S’agissant de la situation en Libye, théâtre d’une intervention décidée en violation des résolutions du Conseil de sécurité, le Président de la Fédération de Russie a affirmé que des éléments libyens dits modérés se retrouvaient maintenant aux côtés de Daech qui a été nourri et choyé par ceux qui pensaient qu’ils pouvaient en faire un instrument contre les régimes laïques indésirables, a-t-il affirmé.  Il a qualifié « d’hypocrite et d’irresponsable » la position consistant à dénoncer la menace du terrorisme tout en fermant les yeux sur les soutiens apportés aux groupes terroristes.  Il est irresponsable de manipuler les réseaux terroristes en espérant les anéantir ensuite, a poursuivi le Président russe.

« Qui manipule qui? » a-t-il demandé, ajoutant que si les terroristes étaient cruels, ils n’étaient pas stupides.  M. Putin a déclaré que la Fédération de Russie apportait un soutien à la Syrie et à l’Iraq.  « Nous pensons que c’est une énorme erreur de refuser de coopérer avec le Gouvernement syrien et ses forces armées qui combattent le terrorisme si vaillamment. »  Il a aussi déploré que la Fédération de Russie se voie accusée d’avoir des ambitions dans la région « comme si ceux qui brandissent de telles accusations n’avaient pas, eux-mêmes, des ambitions ».

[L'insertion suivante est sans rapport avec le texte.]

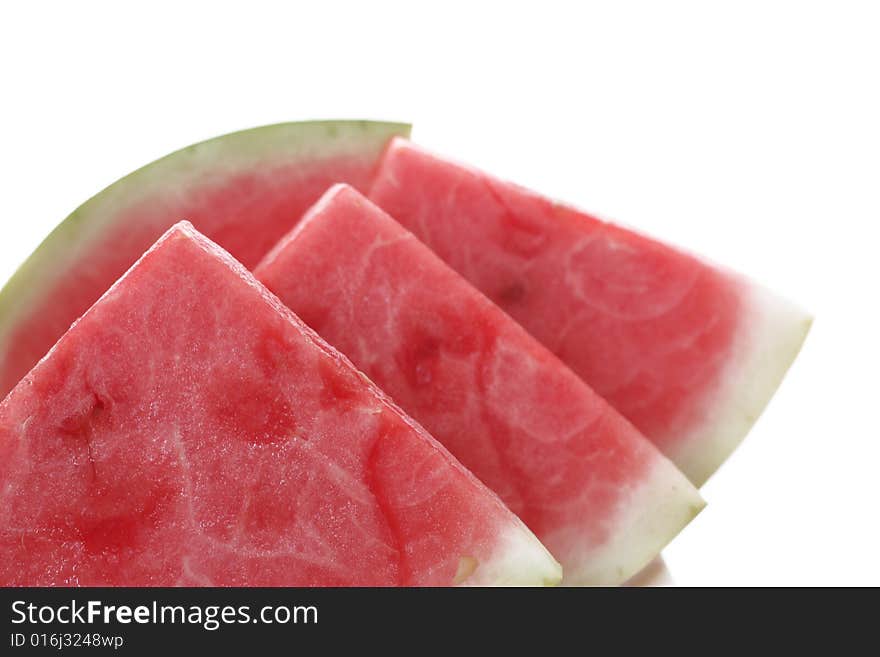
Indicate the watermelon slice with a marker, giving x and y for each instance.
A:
(244, 190)
(189, 429)
(690, 353)
(599, 495)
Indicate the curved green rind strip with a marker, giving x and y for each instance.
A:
(176, 173)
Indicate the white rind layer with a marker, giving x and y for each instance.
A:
(763, 352)
(520, 559)
(648, 516)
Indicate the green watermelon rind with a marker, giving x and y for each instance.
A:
(176, 173)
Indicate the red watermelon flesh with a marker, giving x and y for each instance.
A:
(191, 430)
(243, 190)
(599, 495)
(689, 352)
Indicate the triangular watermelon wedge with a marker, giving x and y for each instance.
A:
(243, 190)
(189, 429)
(598, 494)
(689, 352)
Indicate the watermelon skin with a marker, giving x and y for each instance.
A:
(190, 430)
(244, 190)
(688, 352)
(597, 493)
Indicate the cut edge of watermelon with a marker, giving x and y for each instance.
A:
(520, 559)
(654, 513)
(762, 355)
(221, 155)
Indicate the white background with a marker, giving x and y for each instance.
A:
(748, 132)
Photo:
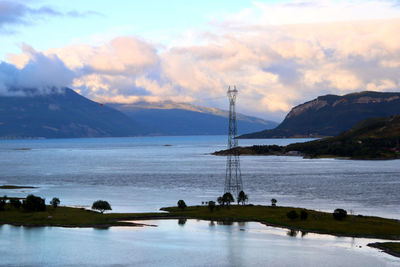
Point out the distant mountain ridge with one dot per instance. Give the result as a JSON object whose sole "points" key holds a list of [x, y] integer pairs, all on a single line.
{"points": [[63, 114], [170, 118], [374, 138], [66, 114], [330, 115]]}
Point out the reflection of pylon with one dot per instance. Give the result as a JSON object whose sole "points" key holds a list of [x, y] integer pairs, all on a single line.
{"points": [[233, 178]]}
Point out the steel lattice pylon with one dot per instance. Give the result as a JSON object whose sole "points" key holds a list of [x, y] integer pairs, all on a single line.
{"points": [[233, 178]]}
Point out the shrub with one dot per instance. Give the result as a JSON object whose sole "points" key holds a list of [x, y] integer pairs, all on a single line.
{"points": [[34, 203], [227, 198], [101, 205], [292, 215], [55, 202], [242, 198], [15, 203], [339, 214], [303, 215], [181, 204], [220, 201], [211, 205]]}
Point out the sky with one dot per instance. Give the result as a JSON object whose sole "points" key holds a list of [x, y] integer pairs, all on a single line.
{"points": [[278, 53]]}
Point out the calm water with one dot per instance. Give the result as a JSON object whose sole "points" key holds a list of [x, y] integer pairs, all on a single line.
{"points": [[196, 243], [143, 174]]}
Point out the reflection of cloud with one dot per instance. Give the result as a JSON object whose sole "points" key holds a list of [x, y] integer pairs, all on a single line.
{"points": [[273, 64]]}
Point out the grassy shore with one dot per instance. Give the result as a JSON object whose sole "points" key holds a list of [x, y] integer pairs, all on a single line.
{"points": [[16, 187], [317, 222], [391, 248]]}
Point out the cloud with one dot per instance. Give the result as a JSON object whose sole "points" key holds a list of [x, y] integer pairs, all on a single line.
{"points": [[40, 75], [278, 56], [14, 13]]}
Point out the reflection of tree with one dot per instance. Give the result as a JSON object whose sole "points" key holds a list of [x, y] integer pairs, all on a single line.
{"points": [[224, 222], [292, 232], [182, 221]]}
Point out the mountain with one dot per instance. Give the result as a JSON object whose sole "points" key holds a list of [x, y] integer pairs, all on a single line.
{"points": [[63, 114], [170, 118], [374, 138], [330, 115]]}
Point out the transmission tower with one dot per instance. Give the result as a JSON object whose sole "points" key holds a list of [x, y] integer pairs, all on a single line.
{"points": [[233, 178]]}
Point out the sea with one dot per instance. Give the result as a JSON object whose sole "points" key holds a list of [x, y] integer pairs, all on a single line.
{"points": [[140, 174]]}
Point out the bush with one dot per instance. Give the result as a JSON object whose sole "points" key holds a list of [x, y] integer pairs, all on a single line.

Le Président Putin a proposé la création d’une coalition à portée mondiale contre Daech qui rallierait les forces prêtes à agir comme cela avait été décidé face au nazisme.  Les pays musulmans en seraient des éléments clefs, a poursuivi M. Putin, car les terroristes profanent l’une de plus grandes religions qui soient: l’islam.  Le plus sûr remède qui puisse être apporté au phénomène des réfugiés est le renforcement des structures publiques en place, par la fourniture notamment d’un soutien militaire.  « Toute assistance doit être proposée et non pas imposée », a-t-il dit, avant de souligner la nécessité de soutenir ces structures en Iraq et en Libye, ainsi que le Gouvernement légitime syrien.

M. Putin a vivement critiqué la persistance d’une mentalité de guerre froide et la logique de confrontation qui ont abouti à une grave crise en Ukraine, où, à un moment donné, le changement politique a été instrumentalisé.  Il faut appliquer de bonne foi les Accords de Minsk et respecter le choix des populations du Donbass, a-t-il dit.

Le Président russe a ensuite déploré le détournement des règles du commerce international au profit de quelques-uns et qui visent à éliminer de manière indue des rivaux commerciaux.  « On veut nous mettre devant le fait accompli », a-t-il affirmé, regrettant que certaines négociations commerciales soient menées à l’insu des États.

En ce qui concerne le défi des changements climatiques, M. Putin a jugé que l’introduction de quotas de gaz à effet de serre ne serait pas suffisante et qu’il fallait développer des technologies novatrices, en harmonie avec la biosphère.  Il a proposé la tenue d’un forum spécial sous l’égide de l’ONU pour traiter de ces questions, la Fédération de Russie étant prête à jouer un rôle de coordinateur.  En conclusion, le Président Putin a affirmé qu’il fallait privilégier la bonne coopération et fait part de sa foi dans la faculté de l’ONU à éviter la confrontation.